Biophysical characterization of a series of peptides with special emphasis on Q12HQHQ12HQHQ12 and the corresponding uninterrupted stretch Q42 was carried out. The results obtained from other smaller sequences (Q22, Q8HQHQ8) have also been discussed to stress the importance of length on solubility and aggregation propensity. The peptides obtained followed by their synthesis and subsequent high performance liquid chromatography (HPLC) purification were not in their completely disaggregated and monomeric form as observed by scattering and HPLC studies. Thus, it was found essential to study the conformation of model peptides both in the aggregated as well as in the monomeric (disaggregated) states.

Conformational study of aggregated peptides in aqueous buffer

The circular dichroism (CD) profile of histidine interrupted Q12HQHQ12HQHQ12 (before disaggregation) at all measured concentrations in sodium chloride/sodium citrate buffer at pH 7.2 exhibited a positive band at 196 nm and a negative band ~220 nm (Fig. 1A). On the other hand, Q42 (without His interruptions) displayed a positive band at 202 nm and a negative band ~222 nm (Fig. 1B). Both the spectra were indicative of a β secondary structure. The position of π–π* and n–π* transitions for Q42 at 202 and 222 nm, respectively, indicated a tightly linked and wide intermolecular β-sheet structure. The highly intermolecular nature of the structure was further indicated by the concentration-dependent CD profile. In contrast Q12HQHQ12HQHQ12 displayed a concentration-independent CD pattern indicating intramolecular nature of the β structure (Perutz et al. 1994). The blue shifted CD band in the region 195–196 suggested that β structure formed, which does not involve large number of strands and stabilization of the structure is mainly through intramolecular hydrogen bonding (Chothia 1973). The highly aggregating nature of Q42 was evident from the disturbed CD profile resulting from precipitation of the peptide at a relatively lower concentration range as compared to Q12HQHQ12HQHQ12.

Figure 1.

Figure 1.

Open in a new tab

CD spectra of HPLC-purified Q12HQHQ12HQHQ12 and Q42 in sodium chloride/sodium citrate buffer at various concentrations. (A) Q12HQHQ12HQHQ12 exhibits a concentration-independent CD pattern indicating intramolecular nature of the β structure. (B) Q42 shows a concentration-dependent CD pattern, indicating stabilization of the β structure through intermolecular hydrogen bonding.

Conformational study of disaggregated peptides in aqueous buffer

The solubilization and disaggregation protocol reported using 1:1 trifluoroacetic acid (TFA) and hexafluoroisopropanol (HFIP) solvent mixture (Chen and Wetzel 2001) was adopted to disaggregate the peptides to make them readily soluble in aqueous buffers.

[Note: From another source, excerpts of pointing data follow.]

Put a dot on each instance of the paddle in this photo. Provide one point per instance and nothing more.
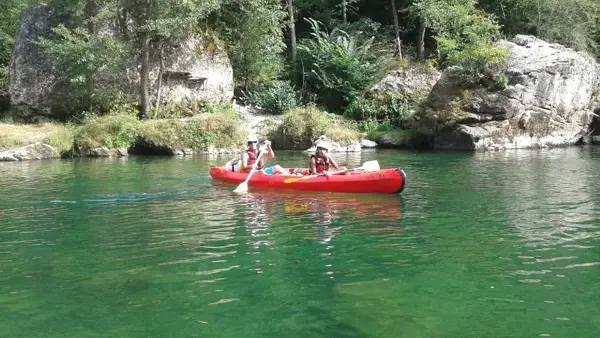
(243, 187)
(367, 166)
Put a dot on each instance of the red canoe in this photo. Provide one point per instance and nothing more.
(385, 181)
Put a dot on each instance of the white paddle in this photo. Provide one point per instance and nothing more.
(243, 187)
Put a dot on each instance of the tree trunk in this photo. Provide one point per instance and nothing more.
(144, 102)
(292, 26)
(160, 73)
(421, 40)
(397, 29)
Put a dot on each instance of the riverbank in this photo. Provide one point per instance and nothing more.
(221, 131)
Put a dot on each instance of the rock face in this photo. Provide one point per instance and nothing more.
(193, 72)
(37, 151)
(194, 69)
(549, 101)
(410, 82)
(33, 80)
(253, 122)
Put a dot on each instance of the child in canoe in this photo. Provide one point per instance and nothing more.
(320, 162)
(251, 154)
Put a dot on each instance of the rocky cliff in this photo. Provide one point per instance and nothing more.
(549, 100)
(194, 69)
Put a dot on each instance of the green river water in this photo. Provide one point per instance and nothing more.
(478, 245)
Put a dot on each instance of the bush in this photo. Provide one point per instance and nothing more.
(391, 108)
(469, 46)
(276, 98)
(339, 67)
(302, 126)
(198, 134)
(111, 131)
(60, 137)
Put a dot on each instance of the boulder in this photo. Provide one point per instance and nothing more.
(549, 101)
(195, 69)
(254, 121)
(415, 82)
(37, 151)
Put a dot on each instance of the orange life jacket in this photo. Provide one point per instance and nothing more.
(252, 159)
(321, 164)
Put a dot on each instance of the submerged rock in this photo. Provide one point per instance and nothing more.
(37, 151)
(549, 101)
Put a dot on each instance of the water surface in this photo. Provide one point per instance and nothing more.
(495, 244)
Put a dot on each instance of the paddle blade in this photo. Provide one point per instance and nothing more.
(242, 188)
(371, 166)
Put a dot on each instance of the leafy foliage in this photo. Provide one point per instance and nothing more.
(387, 108)
(338, 66)
(276, 98)
(111, 131)
(253, 33)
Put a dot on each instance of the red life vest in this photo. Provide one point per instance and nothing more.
(252, 159)
(321, 164)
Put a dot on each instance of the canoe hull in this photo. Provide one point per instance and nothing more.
(386, 181)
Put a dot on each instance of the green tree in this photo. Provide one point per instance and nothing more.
(10, 10)
(253, 33)
(339, 67)
(571, 23)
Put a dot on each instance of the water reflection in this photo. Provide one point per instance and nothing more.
(325, 214)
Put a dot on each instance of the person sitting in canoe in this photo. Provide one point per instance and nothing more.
(321, 161)
(252, 153)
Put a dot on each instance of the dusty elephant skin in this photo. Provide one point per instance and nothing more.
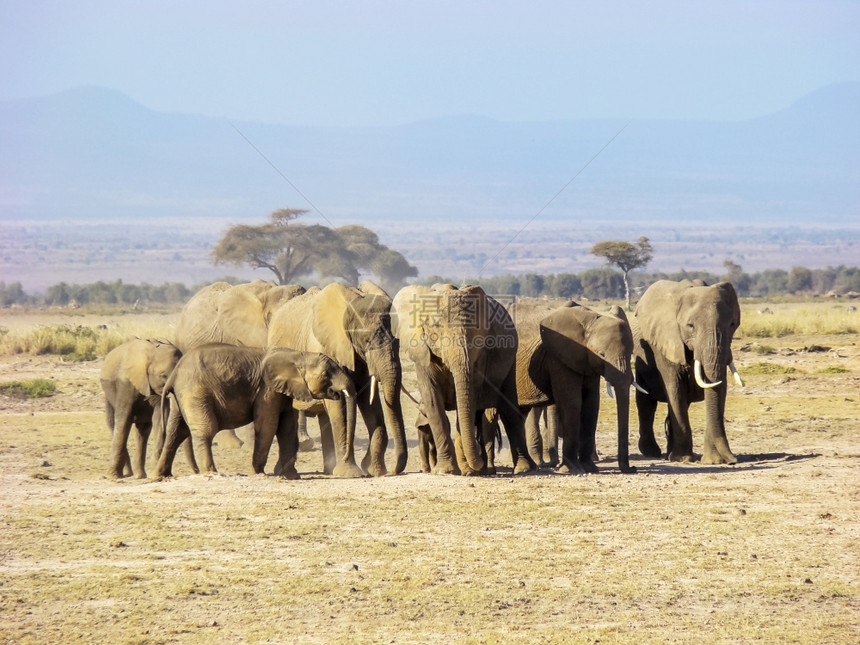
(353, 327)
(683, 341)
(132, 378)
(764, 551)
(223, 386)
(561, 363)
(236, 315)
(463, 345)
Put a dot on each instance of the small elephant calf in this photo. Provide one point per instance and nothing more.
(222, 386)
(132, 378)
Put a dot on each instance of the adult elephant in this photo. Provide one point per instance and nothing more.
(132, 378)
(560, 361)
(464, 345)
(219, 386)
(352, 326)
(236, 315)
(683, 343)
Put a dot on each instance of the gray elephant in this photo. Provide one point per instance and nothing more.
(488, 430)
(542, 425)
(218, 385)
(132, 378)
(352, 326)
(464, 345)
(236, 315)
(560, 361)
(683, 346)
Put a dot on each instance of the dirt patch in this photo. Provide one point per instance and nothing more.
(764, 551)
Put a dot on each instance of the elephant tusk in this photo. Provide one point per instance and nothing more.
(735, 374)
(700, 377)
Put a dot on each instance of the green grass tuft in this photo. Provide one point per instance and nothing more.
(770, 368)
(33, 389)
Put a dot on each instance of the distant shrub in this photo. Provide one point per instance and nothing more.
(833, 369)
(32, 389)
(769, 368)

It is relevant to mention here that larger polyglutamine stretches without histidine interruptions, especially Q42, required longer time and greater number of treatments with TFA/HFIP to acquire them in completely disaggregated forms. Figure 2 displays the matrix assisted laser desorption ionization-time of flight (MALDI-ToF) profile of Q42 after disaggregation. The disaggregated peptides were further subjected to CD and Rayleigh scattering studies (to study propensity for aggregation). Figure 3 displays the CD profile of Q12HQHQ12HQHQ12 and Q42 in disaggregated (monomeric) states. The CD profiles of all the disaggregated peptides (with or without histidine interruptions) at neutral pH displayed an unordered structure characterized by a minimum at 197 nm (Greenfield and Fasman 1969). Both spectra displayed an insignificant effect on the molar ellipticity with increasing the temperature, justifying the suggested unordered structure (data not shown).

Figure 2.

Figure 2.

Open in a new tab

MALDI-ToF analysis in linear positive mode displays M++1 peak at 5400.2 for Q42 after disaggregation with TFA/HFIP.

Figure 3.

Figure 3.

Open in a new tab

CD study of monomeric (disaggregated by TFA/HFIP) Q12HQHQ12HQHQ12 and Q42. CD data indicate unordered conformation for Q12HQHQ12HQHQ12 (solid line) and Q42 (dotted line) with minimum at 197 nm indicative of an unordered structure.

Solubility of proline substituted polyglutamines

Our earlier work (Sharma et al. 1999; Brahmachari et al. 2000) on short histidine interrupted polyglutamine sequences (Q8HQHQ8, Q10HQHQ10) showed that they have lower aggregation propensity as compared to Q22 (without interruption). To ascertain whether other amino acids of comparable structure could possibly exert a similar effect on the peptide solubility, histidine was replaced by proline in these sequences. The proline-incorporated peptides Q8PQPQ8 and Q8HQPQ8 were synthesized and subjected to complete disaggregation experiments as discussed above. The Rayleigh scattering experiments displayed even higher solubility and lower aggregation propensity of prolinesubstituted model peptides as compared to Q8HQHQ8 (data not shown) and their solubility pattern followed this trend Q8PQPQ8 > Q8HQPQ8 > Q8HQHQ8 > Q22. The CD study of the disaggregated proline-incorporated peptides displayed an unordered structure with a minimum at 197 nm [data shown along with trifluoroethanol (TFE) dependence study of Q8PQPQ8; Fig. 6B]. Our work, based on model peptides, suggests that not only histidine interruptions, even proline interruptions, aid in slowing down the process of aggregation. The role of proline in enhancing the solubility of peptides was also reported in case of fragments of Alzheimer’s peptide β /A4 (Wood et al. 1995).

Figure 6.

Figure 6.

Open in a new tab

Effect of TFE on disaggregated (unordered) Q12HQHQ12HQHQ12 and Q8PQPQ8. (A) Data indicate that Q12HQHQ12HQHQ12 adopts sufficient helical character at 50% TFE (dot, dash line). (B) Q8PQPQ8 adopts sufficient helical conformation at 40% TFE concentration (dash, dash line) with a sharp minimum at 208 nm.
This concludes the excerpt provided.